Nonlocality in mesoscopic Josephson junctions with strip geometry

TL;DR

This paper investigates how nonlocal electrodynamics affects the current distribution and critical current periodicity in mesoscopic Josephson junctions with strip geometry, revealing boundary effects and comparing with experimental data.

Contribution

It introduces a detailed analysis of nonlocal effects on current patterns and flux periodicity in Josephson junctions, highlighting the role of geometry and boundary conditions.

Findings

Critical current periodicity depends on the ratio of vortex distance to nonlocal range.

Double periodicity emerges for strong nonlocality due to boundary effects.

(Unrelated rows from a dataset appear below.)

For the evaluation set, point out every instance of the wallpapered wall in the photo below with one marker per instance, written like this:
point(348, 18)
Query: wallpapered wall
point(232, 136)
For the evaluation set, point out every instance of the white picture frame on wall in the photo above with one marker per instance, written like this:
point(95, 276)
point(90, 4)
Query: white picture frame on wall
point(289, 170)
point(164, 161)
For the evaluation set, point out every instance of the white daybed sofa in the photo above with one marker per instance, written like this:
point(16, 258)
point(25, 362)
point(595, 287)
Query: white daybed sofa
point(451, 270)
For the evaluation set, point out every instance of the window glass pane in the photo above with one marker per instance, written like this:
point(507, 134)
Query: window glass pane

Theoretical results align well with recent experimental observations.

Abstract

We study the current in a clean superconductor-normal-metal-superconductor junction of length d and width w in the presence of an applied magnetic field H. We show that both the geometrical pattern of the current density and the critical current as a function of the total flux in the junction, depend on the ratio of the Josephson vortex distance a_0 and the range r of the nonlocal electrodynamics. In particular, the critical current has the periodicity of the superconducting flux quantum only for r<a_0 and acquires, due to boundary effects, the double (pseudo-) periodicity for strong nonlocality, r>a_0. Comparing our results to recent experiments of Heida et al. [Phys. Rev. B 57, R5618 (1998)] we find good agreement.